I already have a home automation that tracks production of power and I have a threshold production where I automatically start the pump - using a couple of TAPO power sockets BUT I don’t know what the sum total of all other consumption is around the house so I don’t known if I have spare power.
Now I have an indicator that lights up when I have excess power - but it is only a visual indication and I can’t ‘read’ it using any of the usual options. So I have built a light detector to drive an ESP-01m (still waiting for some parts for the restart tri-state interlock circuit). This is a bit prone to light pollution where the sensitivity changes depending on how bright the incidental light on the screen is. So the preferred solution would be a camera that literally looks at the display and when this field is active, starts the pump.
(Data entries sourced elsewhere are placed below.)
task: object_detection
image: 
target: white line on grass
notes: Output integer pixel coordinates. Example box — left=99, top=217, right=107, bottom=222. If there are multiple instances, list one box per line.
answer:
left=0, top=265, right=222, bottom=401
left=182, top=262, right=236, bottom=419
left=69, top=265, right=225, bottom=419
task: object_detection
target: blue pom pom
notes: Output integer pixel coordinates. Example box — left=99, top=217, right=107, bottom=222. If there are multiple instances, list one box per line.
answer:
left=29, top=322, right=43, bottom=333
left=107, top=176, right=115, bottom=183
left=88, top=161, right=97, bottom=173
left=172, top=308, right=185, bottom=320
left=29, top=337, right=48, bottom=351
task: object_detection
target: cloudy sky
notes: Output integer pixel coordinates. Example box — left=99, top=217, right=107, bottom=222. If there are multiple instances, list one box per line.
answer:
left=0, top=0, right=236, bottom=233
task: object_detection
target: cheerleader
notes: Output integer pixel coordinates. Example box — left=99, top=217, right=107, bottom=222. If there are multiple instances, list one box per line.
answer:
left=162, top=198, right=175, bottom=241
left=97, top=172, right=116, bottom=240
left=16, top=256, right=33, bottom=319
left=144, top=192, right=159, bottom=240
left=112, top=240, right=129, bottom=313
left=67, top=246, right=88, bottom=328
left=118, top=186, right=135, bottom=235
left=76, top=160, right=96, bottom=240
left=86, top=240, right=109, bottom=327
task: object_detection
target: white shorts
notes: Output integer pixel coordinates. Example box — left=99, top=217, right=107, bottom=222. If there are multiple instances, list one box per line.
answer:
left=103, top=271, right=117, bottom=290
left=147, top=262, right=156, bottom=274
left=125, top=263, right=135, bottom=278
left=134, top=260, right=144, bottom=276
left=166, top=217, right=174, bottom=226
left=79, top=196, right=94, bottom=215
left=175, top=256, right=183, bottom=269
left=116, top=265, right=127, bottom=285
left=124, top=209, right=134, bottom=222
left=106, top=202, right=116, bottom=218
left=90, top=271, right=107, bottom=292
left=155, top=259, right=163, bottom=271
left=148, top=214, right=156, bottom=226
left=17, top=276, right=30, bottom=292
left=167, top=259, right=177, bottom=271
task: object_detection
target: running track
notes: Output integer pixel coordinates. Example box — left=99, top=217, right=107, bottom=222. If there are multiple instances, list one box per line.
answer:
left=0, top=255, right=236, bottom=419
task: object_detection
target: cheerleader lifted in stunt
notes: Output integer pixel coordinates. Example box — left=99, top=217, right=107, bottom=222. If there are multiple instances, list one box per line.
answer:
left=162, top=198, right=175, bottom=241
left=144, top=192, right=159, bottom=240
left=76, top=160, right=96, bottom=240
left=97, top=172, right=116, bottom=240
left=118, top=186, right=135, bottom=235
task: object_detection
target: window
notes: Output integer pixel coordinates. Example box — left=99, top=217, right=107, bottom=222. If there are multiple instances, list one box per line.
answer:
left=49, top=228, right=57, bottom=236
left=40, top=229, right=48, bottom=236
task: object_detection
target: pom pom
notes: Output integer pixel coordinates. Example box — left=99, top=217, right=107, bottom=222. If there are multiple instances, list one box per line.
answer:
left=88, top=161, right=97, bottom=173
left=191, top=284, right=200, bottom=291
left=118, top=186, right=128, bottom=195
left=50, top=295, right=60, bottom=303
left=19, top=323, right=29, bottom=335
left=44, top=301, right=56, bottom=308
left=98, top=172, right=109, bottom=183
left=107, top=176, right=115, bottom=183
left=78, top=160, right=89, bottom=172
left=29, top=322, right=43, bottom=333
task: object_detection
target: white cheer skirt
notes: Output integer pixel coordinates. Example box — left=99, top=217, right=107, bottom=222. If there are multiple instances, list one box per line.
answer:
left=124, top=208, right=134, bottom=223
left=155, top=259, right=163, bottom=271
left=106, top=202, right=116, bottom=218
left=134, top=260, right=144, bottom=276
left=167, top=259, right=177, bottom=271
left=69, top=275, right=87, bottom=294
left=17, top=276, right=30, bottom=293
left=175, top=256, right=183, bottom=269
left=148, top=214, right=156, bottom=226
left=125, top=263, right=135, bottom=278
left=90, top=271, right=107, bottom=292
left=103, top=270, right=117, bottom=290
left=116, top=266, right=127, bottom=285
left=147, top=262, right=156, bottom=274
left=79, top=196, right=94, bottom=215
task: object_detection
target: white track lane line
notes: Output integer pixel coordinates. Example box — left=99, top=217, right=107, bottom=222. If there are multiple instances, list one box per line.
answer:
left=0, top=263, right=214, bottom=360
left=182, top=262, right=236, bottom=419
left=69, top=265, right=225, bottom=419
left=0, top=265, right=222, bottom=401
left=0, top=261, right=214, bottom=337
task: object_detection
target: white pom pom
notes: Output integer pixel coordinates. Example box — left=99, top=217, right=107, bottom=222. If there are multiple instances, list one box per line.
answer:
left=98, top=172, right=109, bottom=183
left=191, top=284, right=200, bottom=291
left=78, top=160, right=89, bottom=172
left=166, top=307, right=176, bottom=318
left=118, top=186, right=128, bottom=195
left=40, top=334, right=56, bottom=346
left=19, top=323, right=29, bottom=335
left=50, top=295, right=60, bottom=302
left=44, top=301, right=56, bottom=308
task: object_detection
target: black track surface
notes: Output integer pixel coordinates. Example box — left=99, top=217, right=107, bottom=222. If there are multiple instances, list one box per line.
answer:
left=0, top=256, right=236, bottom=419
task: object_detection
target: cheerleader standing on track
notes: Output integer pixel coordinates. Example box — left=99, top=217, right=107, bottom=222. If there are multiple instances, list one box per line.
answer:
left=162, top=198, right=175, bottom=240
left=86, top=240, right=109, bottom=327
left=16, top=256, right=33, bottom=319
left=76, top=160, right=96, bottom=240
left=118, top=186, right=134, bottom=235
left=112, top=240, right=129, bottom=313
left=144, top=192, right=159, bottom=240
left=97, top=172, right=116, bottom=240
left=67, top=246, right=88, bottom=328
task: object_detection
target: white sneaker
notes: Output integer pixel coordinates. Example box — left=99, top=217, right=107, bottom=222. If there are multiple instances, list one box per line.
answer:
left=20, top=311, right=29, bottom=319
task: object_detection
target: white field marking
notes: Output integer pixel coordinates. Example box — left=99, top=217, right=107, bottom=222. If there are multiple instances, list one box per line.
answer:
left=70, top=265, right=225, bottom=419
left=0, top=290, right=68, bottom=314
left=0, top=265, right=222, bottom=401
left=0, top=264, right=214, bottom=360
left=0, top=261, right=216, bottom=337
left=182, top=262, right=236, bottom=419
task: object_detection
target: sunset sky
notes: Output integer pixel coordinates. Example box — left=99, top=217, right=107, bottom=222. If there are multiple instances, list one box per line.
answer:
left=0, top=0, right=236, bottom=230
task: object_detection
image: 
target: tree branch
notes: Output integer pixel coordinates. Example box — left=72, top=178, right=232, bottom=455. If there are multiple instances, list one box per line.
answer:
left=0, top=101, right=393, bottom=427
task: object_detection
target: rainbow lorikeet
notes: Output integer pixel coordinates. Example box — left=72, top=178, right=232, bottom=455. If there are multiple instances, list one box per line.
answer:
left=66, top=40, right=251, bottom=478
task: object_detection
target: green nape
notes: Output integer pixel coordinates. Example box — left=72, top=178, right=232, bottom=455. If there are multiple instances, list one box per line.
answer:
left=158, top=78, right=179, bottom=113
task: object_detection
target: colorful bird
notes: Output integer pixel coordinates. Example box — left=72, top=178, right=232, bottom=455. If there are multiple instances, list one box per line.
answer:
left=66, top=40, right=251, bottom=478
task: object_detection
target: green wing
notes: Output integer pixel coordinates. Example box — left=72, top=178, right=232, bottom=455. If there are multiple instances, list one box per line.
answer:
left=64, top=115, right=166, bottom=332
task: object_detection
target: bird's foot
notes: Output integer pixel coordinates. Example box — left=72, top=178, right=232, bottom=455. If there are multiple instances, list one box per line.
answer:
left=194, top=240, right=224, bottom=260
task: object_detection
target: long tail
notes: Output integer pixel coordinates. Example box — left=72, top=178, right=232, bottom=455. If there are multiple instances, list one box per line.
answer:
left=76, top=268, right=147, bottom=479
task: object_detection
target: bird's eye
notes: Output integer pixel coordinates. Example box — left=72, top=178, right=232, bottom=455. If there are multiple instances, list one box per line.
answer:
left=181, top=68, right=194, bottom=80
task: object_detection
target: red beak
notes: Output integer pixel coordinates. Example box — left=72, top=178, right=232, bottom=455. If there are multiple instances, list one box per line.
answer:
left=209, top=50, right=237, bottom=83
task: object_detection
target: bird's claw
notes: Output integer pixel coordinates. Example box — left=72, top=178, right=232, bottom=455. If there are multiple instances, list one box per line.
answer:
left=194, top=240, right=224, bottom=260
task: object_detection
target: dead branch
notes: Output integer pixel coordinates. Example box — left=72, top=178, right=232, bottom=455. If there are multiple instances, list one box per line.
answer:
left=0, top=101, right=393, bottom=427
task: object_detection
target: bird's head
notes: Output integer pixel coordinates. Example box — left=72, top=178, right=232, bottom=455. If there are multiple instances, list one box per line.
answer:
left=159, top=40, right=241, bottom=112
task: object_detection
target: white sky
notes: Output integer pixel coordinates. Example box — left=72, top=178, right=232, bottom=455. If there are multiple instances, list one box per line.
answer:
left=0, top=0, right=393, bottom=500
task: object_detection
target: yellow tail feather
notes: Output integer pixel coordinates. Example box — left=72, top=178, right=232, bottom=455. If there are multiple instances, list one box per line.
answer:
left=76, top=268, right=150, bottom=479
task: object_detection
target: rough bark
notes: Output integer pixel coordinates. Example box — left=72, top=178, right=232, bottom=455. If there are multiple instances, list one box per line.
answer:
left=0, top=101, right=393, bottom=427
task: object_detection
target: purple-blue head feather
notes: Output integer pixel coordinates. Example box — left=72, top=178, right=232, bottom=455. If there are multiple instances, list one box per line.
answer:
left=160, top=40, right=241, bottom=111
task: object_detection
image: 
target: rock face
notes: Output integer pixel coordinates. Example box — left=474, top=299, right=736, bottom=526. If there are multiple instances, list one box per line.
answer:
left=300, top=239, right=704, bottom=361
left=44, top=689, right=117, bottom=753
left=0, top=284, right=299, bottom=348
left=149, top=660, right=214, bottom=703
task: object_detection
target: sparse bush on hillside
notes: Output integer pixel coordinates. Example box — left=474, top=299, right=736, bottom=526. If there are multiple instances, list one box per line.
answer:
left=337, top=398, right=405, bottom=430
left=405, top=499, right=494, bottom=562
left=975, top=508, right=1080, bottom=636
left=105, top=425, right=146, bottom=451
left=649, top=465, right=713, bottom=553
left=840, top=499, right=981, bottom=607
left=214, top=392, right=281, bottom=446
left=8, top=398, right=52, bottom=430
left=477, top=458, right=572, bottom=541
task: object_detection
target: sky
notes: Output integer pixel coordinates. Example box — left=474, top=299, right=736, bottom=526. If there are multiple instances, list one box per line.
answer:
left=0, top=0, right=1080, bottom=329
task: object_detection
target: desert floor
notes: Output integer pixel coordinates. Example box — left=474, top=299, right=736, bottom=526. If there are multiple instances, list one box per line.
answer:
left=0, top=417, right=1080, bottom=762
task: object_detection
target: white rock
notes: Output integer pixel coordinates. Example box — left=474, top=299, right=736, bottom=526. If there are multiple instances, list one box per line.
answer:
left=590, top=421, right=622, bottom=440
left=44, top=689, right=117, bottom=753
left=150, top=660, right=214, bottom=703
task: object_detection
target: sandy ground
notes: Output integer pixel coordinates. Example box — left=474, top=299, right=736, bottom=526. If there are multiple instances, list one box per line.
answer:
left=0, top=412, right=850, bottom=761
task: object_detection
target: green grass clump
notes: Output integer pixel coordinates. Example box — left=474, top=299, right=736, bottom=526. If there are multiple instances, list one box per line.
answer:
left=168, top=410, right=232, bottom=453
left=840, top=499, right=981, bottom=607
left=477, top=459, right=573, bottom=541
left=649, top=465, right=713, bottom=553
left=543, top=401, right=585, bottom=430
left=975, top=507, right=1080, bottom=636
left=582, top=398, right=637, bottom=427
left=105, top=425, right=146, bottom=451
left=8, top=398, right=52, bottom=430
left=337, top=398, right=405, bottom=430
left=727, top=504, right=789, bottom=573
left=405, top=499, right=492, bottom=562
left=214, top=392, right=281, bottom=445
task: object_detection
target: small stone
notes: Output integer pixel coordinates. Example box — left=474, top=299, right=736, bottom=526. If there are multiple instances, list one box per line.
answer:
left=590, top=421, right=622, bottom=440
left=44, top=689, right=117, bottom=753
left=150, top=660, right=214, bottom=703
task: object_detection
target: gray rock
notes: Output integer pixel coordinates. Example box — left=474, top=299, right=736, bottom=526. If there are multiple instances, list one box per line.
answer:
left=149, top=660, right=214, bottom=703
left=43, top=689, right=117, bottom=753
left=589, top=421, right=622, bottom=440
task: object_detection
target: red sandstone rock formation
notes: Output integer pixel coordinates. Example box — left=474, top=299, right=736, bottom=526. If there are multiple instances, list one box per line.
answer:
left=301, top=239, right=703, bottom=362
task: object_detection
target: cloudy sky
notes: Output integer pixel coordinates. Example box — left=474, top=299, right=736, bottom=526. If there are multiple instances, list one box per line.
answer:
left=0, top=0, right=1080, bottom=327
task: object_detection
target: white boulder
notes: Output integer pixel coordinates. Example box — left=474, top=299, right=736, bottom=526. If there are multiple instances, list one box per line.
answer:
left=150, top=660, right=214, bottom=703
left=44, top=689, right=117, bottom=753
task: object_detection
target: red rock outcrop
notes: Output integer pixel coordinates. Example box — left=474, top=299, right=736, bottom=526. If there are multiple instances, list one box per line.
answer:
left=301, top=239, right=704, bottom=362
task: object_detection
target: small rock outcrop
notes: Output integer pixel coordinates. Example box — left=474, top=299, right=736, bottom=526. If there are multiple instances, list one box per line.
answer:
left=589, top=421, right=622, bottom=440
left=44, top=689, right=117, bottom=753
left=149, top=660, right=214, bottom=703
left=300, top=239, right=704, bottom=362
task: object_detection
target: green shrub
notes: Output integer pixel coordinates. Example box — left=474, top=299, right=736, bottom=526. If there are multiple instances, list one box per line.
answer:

I have some ESP32s, ESP8266s, several Raspberry pies and I’m running Home assistant on a mini PC. My background is in SW development, but I haven’t used C++ and I dabble in simple electronics. Can anyone suggest a way to reliably monitor this display for this event, on a device that can report to HomeAssistant when the status changes?
I’ll need to be able to restrict the detection area of the camera or produce a mask for the the icon I am watching for.

My first thought was an ESP with a camera… but I can’t see a way to monitor for a specific part of the field of view on devices running ESPHOME, or even to report changes of image. Maybe there is a suitable HA add on to do image recognition in the PC?
Then I considered a Raspberry pi Zero with a camera, there should be some suitable SW available to the image processing - but how do I make an RPi into a HA client?

All to save a couple of pence worth of power… Still it’s a fun little project, and any suggestions will be most welcome.

This is soo true, the effort and material spent on this by many of us will push break-even further and further :rofl: but the fun part is what counts for me too.
When you say that the display lighs up, this also means that something is triggering that, can’t you capture that trigger/signal? Is the light-up part possibly on a webpage? Then you may scrape it possibly with/out more complex stuff like selenium?